Sophia Hazel Levy McDonald (December 12, 1888 – December 6, 1963) was an American astronomer, numerical analyst, and mathematics educator. She became the second tenured woman on mathematics faculty at the University of California, Berkeley, at a time when it was unusual for top mathematics programs to have even one female mathematician. Her main research topic concerned the orbits of comets and minor planets.

==Education and career==
Levy majored in astronomy at the University of California, Berkeley, graduating in 1910, and continued at the university for graduate study in astronomy, supporting herself as Watson Assistant in Astronomy, University Fellow in Astronomy, assistant to the dean of the graduate division, and secretary to the California State Board of Education. She completed her Ph.D. in 1920, but continued in her secretarial work for a few more years, returning to the university to manage the office of the University of California Press and again taking a position as assistant to the dean.

After obtaining a position as a research assistant in astronomy, she was hired in 1921 or 1923 as an instructor in mathematics. She obtained a tenure-track position as assistant professor in 1924 or 1925, the second to do so after Pauline Sperry. Beginning in 1933, six mathematics faculty members including Levy, Annie Biddle, three male instructors, and a male assistant professor were all considered for termination, as part of an increased push for research excellence at the university that also included the hire of Griffith C. Evans as a new department chair in 1936. Biddle was let go, with the explanation that because she had married she did not need to remain employed, while the three male instructors were kept on, with the explanation for at least one being that because he was married and had a child he did need to remain employed. Levy and the other assistant professor were also kept on, in Levy's case at least in part because she was unmarried and was supporting another family member, her mother.

Continuing at Berkeley, Levy helped found the Northern California Section of the Mathematical Association of America in 1939, and served as its second chair and later as its sectional governor. She was also councilor general of Pi Mu Epsilon. She was tenured as an associate professor in 1940, and promoted to full professor in 1949. She retired in 1954, becoming a professor emerita.

She helped found the Northern California Section of the Mathematical Association of America in 1939, and served as its second chair and later as its sectional governor. She was also councilor general of Pi Mu Epsilon.

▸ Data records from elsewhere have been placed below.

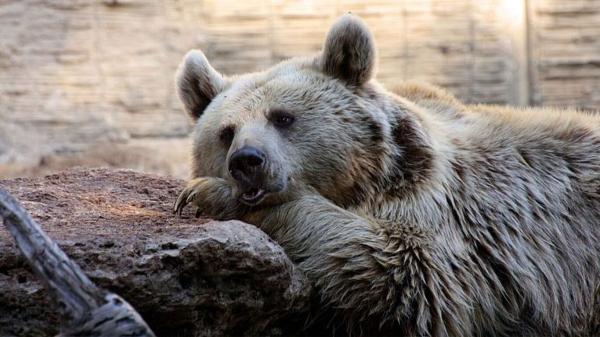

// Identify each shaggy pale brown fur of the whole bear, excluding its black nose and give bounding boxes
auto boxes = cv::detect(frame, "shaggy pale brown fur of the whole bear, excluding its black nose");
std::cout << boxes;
[176,15,600,336]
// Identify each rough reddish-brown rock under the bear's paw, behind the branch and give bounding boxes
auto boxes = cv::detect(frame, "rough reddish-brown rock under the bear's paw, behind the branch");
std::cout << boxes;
[0,169,312,336]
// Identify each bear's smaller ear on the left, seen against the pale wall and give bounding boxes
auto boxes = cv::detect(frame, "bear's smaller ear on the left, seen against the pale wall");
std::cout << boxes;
[175,50,225,120]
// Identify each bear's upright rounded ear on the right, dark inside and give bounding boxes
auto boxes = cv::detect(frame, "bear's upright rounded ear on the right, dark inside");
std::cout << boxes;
[322,14,376,85]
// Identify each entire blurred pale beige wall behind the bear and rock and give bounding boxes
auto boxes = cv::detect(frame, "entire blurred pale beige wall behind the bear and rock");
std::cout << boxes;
[0,0,600,178]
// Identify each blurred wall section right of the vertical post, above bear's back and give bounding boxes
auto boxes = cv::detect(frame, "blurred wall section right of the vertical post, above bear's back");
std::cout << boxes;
[529,0,600,110]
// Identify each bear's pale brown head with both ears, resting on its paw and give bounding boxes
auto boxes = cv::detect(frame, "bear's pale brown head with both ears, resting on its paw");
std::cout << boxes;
[177,15,389,206]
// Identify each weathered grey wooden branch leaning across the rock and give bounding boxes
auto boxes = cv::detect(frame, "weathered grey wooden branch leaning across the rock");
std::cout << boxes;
[0,189,154,337]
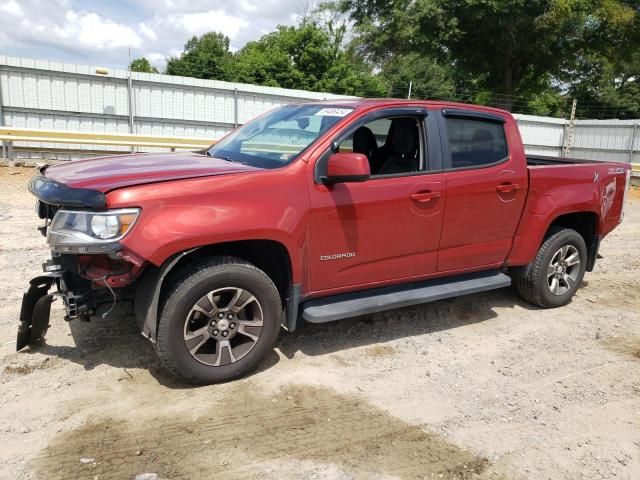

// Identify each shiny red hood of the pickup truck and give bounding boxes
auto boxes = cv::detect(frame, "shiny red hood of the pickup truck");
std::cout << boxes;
[44,152,260,193]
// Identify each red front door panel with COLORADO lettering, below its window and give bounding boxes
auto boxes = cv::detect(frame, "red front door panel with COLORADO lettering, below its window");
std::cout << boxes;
[309,174,446,291]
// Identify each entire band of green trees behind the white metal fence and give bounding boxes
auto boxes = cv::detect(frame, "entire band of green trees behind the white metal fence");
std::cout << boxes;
[156,0,640,118]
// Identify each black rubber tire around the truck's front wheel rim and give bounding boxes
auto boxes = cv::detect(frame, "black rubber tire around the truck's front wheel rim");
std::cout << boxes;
[156,257,282,385]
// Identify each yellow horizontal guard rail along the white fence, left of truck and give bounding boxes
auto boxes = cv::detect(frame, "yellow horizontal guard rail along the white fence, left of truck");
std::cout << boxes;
[0,127,215,149]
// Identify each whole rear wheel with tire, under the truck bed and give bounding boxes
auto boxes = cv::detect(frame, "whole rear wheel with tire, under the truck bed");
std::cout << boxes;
[515,228,587,308]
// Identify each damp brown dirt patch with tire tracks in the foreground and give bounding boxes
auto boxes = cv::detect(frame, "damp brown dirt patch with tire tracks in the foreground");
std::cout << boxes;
[32,384,496,479]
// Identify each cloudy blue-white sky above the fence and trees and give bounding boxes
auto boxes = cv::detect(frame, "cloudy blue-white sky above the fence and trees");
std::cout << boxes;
[0,0,313,68]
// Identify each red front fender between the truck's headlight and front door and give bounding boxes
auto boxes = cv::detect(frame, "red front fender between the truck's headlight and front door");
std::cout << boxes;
[107,162,309,283]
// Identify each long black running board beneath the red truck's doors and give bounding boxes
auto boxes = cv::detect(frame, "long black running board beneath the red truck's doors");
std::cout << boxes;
[302,270,511,323]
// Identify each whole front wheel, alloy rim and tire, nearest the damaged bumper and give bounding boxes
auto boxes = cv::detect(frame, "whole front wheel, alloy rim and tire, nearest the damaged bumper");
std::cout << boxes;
[157,257,282,384]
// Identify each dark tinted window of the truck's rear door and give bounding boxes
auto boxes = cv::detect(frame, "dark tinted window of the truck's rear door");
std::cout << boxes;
[446,118,509,168]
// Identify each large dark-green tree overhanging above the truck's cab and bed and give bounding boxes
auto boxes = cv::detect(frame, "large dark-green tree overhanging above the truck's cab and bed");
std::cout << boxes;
[340,0,637,109]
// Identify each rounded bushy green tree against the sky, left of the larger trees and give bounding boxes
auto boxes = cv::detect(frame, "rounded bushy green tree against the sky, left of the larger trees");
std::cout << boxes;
[165,32,234,80]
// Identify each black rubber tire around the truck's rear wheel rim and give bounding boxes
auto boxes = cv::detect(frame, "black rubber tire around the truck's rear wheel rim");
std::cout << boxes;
[515,228,587,308]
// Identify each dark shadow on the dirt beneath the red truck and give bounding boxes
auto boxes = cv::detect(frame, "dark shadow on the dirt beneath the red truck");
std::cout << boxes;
[26,288,535,388]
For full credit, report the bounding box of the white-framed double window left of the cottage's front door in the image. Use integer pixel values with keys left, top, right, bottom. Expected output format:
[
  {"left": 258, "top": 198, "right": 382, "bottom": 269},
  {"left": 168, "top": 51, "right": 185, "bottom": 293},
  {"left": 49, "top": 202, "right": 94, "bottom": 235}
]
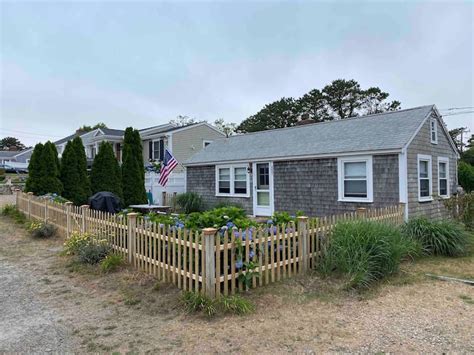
[{"left": 216, "top": 165, "right": 249, "bottom": 197}]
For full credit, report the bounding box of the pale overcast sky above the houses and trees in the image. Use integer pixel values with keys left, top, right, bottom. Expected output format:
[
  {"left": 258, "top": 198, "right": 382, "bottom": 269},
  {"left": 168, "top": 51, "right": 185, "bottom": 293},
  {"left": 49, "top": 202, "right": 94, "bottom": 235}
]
[{"left": 0, "top": 0, "right": 474, "bottom": 145}]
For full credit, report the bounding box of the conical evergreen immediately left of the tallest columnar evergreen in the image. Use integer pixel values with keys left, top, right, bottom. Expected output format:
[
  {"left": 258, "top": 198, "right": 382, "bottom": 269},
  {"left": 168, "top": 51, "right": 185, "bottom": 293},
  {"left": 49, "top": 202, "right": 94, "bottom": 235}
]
[{"left": 91, "top": 142, "right": 122, "bottom": 198}]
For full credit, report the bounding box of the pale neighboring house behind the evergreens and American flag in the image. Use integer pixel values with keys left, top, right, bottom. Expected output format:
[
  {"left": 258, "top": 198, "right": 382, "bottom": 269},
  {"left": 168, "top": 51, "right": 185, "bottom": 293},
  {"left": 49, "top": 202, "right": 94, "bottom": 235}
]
[{"left": 54, "top": 122, "right": 225, "bottom": 204}]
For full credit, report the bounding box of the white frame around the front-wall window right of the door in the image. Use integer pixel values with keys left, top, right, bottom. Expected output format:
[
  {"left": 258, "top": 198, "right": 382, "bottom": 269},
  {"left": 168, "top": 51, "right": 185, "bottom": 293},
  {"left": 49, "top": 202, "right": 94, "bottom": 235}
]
[{"left": 337, "top": 155, "right": 374, "bottom": 203}]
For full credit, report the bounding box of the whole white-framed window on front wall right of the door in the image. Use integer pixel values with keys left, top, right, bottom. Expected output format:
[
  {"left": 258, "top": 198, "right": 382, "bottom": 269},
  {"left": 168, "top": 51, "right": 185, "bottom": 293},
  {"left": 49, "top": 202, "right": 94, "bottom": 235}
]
[{"left": 338, "top": 156, "right": 373, "bottom": 202}]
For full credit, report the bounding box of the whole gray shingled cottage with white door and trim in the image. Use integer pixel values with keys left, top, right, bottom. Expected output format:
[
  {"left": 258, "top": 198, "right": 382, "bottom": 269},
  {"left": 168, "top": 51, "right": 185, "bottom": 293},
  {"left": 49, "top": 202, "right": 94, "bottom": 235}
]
[{"left": 185, "top": 105, "right": 459, "bottom": 221}]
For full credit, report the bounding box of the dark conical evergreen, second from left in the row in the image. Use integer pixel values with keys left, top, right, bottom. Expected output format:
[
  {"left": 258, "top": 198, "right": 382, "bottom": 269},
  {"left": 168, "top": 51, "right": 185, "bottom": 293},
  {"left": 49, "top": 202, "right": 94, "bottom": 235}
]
[{"left": 38, "top": 141, "right": 63, "bottom": 195}]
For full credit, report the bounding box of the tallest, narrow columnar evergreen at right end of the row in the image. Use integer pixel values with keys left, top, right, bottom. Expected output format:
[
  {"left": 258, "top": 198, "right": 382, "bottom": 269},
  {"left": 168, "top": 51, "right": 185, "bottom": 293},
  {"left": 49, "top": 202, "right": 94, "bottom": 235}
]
[{"left": 122, "top": 127, "right": 147, "bottom": 206}]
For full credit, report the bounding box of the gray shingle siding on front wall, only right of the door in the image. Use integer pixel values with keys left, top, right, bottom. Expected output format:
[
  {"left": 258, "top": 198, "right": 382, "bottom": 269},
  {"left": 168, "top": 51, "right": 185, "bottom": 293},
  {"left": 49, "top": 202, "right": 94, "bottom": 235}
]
[{"left": 274, "top": 155, "right": 399, "bottom": 216}]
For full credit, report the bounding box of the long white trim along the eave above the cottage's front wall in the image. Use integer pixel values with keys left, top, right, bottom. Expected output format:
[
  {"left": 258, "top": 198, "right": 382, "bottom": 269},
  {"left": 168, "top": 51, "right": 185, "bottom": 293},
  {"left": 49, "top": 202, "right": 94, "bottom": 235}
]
[{"left": 183, "top": 149, "right": 402, "bottom": 166}]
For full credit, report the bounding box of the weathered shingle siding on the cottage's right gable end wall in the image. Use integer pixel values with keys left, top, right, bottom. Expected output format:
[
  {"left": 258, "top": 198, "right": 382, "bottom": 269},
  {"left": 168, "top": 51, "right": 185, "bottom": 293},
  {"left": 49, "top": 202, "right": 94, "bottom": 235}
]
[{"left": 407, "top": 115, "right": 457, "bottom": 218}]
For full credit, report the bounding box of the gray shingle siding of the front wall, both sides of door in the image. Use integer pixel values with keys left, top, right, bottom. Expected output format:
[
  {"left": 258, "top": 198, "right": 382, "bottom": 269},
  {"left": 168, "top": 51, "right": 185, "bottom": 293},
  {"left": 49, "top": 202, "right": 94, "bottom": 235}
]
[{"left": 187, "top": 154, "right": 399, "bottom": 216}]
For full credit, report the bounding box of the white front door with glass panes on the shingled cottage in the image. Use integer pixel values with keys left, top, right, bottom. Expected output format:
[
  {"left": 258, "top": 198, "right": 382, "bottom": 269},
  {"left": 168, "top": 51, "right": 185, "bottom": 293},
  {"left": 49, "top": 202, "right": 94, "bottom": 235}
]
[{"left": 252, "top": 162, "right": 273, "bottom": 216}]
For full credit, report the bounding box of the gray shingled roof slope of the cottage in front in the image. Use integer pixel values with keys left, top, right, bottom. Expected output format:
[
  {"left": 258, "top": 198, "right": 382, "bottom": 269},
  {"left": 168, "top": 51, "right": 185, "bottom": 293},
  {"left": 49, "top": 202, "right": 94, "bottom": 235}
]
[{"left": 185, "top": 105, "right": 434, "bottom": 165}]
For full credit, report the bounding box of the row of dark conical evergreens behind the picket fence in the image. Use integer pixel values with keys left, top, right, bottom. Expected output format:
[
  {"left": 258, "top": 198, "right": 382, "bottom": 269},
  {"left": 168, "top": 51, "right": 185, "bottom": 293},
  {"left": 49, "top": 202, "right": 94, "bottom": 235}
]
[{"left": 25, "top": 127, "right": 147, "bottom": 206}]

==Research and publications==
Levy's main topic research was in theoretical astronomy, and involved calculations involving the orbits of comets and minor planets, the perturbations of those orbits by Jupiter, and the use of the observed perturbations to more accurately estimate the mass of Jupiter. Her dissertation, The theory of motion of the planet (175) Andromache, concerned the minor planet 175 Andromache, and was supervised by Armin Otto Leuschner. Some of her early work was represented in a paper with Leuschner and Anna Estelle Glancy in the Memoirs of the National Academy of Sciences, and she continued to collaborate with Leuschner for many years.

After becoming a mathematics instructor, she also came to work in numerical analysis, "including such subjects as interpolation methods, mechanical quadratures, the numerical solution of algebraic and transcendental equations, Fourier analysis and periodogram analysis". During World War II she directed a mathematics education program for the US Army at Berkeley, and published a textbook, Introductory Artillery Mathematics and Antiaircraft Mathematics (University of California Press, 1943).

==Personal life==
Sophia Levy was born in Alameda, California, on December 12, 1888; her parents were also native Californians, born in former California Gold Rush communities.

In 1944 she married another Berkeley mathematician, John Hector McDonald. The marriage came after McDonald's retirement from Berkeley. By waiting for his retirement to marry him, Levy evaded the university's anti-nepotism rules which might well have terminated her job (but not his) if they married while he was still an active faculty member, as happened for instance at another university to Josephine M. Mitchell.

Her husband died in 1953, and she died on December 6, 1963, in Oakland, California.